The-PERL-Programming-Language/05-regular-expressions-perls-superpower.md

# Chapter 5: Regular Expressions - Perl's Superpower

> "Some people, when confronted with a problem, think 'I know, I'll use regular expressions.' Now they have two problems." - Jamie Zawinski

> "Those people weren't using Perl." - A Perl Programmer

Regular expressions aren't bolted onto Perl as an afterthought or imported from a library. They're woven into the language's DNA. When other languages were struggling with clunky regex APIs, Perl developers were parsing complex log files with one-liners. This chapter will show you why Perl's regex implementation is still unmatched and how to wield this power responsibly.

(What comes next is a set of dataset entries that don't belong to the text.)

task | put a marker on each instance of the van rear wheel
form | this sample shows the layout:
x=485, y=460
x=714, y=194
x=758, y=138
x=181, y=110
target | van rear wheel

## The Basics (But Better)

### Match Operator: m//

```perl
#!/usr/bin/env perl
use Modern::Perl '2018';

my $text = "The server at 192.168.1.100 responded in 245ms";

# Basic matching
if ($text =~ /server/) {
    say "Found 'server'";
}

# Capture groups
if ($text =~ /(\d+\.\d+\.\d+\.\d+)/) {
    say "IP address: $1";  # $1 contains first capture
}

# Multiple captures
if ($text =~ /at ([\d.]+) responded in (\d+)ms/) {
    my ($ip, $time) = ($1, $2);
    say "Server $ip took ${time}ms";
}

# The !~ operator for negation
say "No errors!" if $text !~ /error|fail|timeout/i;

# Default variable $_
$_ = "Testing 123";
say "Contains number" if /\d+/;  # No need for $_ =~
```

### Substitution Operator: s///

```perl
my $config = "ServerName = localhost:8080";

# Basic substitution
$config =~ s/localhost/127.0.0.1/;
say $config;  # ServerName = 127.0.0.1:8080

# Global substitution with /g
my $log = "Error Error Warning Error";
$log =~ s/Error/Issue/g;
say $log;  # Issue Issue Warning Issue

# Capture and replace
my $date = "2024-01-15";
$date =~ s/(\d{4})-(\d{2})-(\d{2})/$3\/$2\/$1/;
say $date;  # 15/01/2024

# Using the result
my $count = $log =~ s/Warning/ALERT/g;  # Returns number of replacements
say "Replaced $count warnings";

# The /r modifier returns modified string without changing original
my $original = "hello world";
my $modified = $original =~ s/world/Perl/r;
say $original;  # hello world (unchanged)
say $modified;  # hello Perl
```

### The Transliteration Operator: tr/// (or y///)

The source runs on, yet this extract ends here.